Acordão de 2011-11-08 (Processo n.º 2297/09.1TBBCL.G1)

  • Emissor:Tribunal da Relação de Guimarães
  • Tipo:Acordão
  • Data de Publicação:2011-11-08
  • Processo:2297/09.1TBBCL.G1
  • Fonte Direito:JURISPRUDENCIA
  • Relator:ROSA TCHING
  • Descritores:DIREITO DE PREFERÊNCIA; PRÉDIO MISTO
  • Sumário:1º- A nossa lei civil não aceita o conceito fiscal de prédio misto nem o critério de predominância da parte rústica ou urbana fornecidos pelo artigo 5º do Código do Imposto Municipal sobre Imóveis, como também não atende ao tipo de inscrição matricial nem ao tipo de descrição predial, pelo que, para qualificar um prédio como sendo rústico ou urbano, há que recorrer à definição dada pelo artigo 204º do C. Civil.


    2º- A distinção entre prédio rústico e urbano assenta numa avaliação casuística e tem subjacente um critério de destinação ou afectação económica.

    3º- Assim, de acordo com este critério, “ um prédio será rústico ou urbano conforme a habitação for fundamentalmente um meio de ligação à terra cultivada ou antes a terra constituir apenas um complemento da habitação e não um fim essencial da ocupação da habitação”.
    Um prédio com parte rústica e parte urbana, qualificado, no seu conjunto, como misto para efeitos fiscais, será qualificado, para efeitos civis, designadamente do disposto no nº1 do art. 1380º do Código Civil, “ como prédio rústico quando, essencialmente utilizado para cultura ou cultivo agrícola, a parte urbana estiver ao serviço da parte rústica desse prédio, não gozando de autonomia funcional”.
    E uma parcela de terreno, contígua a casa de habitação, será qualificada de prédio rústico ou logradouro de um prédio urbano, consoante se destine, ou não, a proporcionar utilidade a este prédio.
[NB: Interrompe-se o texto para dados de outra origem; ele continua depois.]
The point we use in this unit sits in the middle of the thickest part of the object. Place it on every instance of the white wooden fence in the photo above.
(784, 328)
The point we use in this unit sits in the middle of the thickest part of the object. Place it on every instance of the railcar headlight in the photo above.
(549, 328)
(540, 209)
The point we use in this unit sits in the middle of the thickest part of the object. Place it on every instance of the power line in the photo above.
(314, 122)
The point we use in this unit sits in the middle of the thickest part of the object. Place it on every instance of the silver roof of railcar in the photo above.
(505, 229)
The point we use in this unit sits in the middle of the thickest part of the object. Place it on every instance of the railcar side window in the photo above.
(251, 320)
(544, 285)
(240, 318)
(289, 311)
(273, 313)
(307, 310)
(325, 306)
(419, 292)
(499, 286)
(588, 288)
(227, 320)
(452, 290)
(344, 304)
    4º- É sobre o autor, que pretende exercer o direito de preferência, que recai, nos termos do disposto no art. 342º, nº1 do C. Civil, o ónus de provar os requisitos enunciados no art. 1380º, nº1 do C. Civil, cabendo aos réus, nos termos das disposições conjugadas dos art. 342º, nº2 e 1381º, nº1 al. a) do C. Civil e se essa for a sua defesa, o ónus de alegar e provar factos dos quais se possa concluir que a parte rústica não tem autonomia em relação à parte urbana do prédio em causa, servindo apenas como complemento da casa e/ou que se destina a fim diverso da cultura.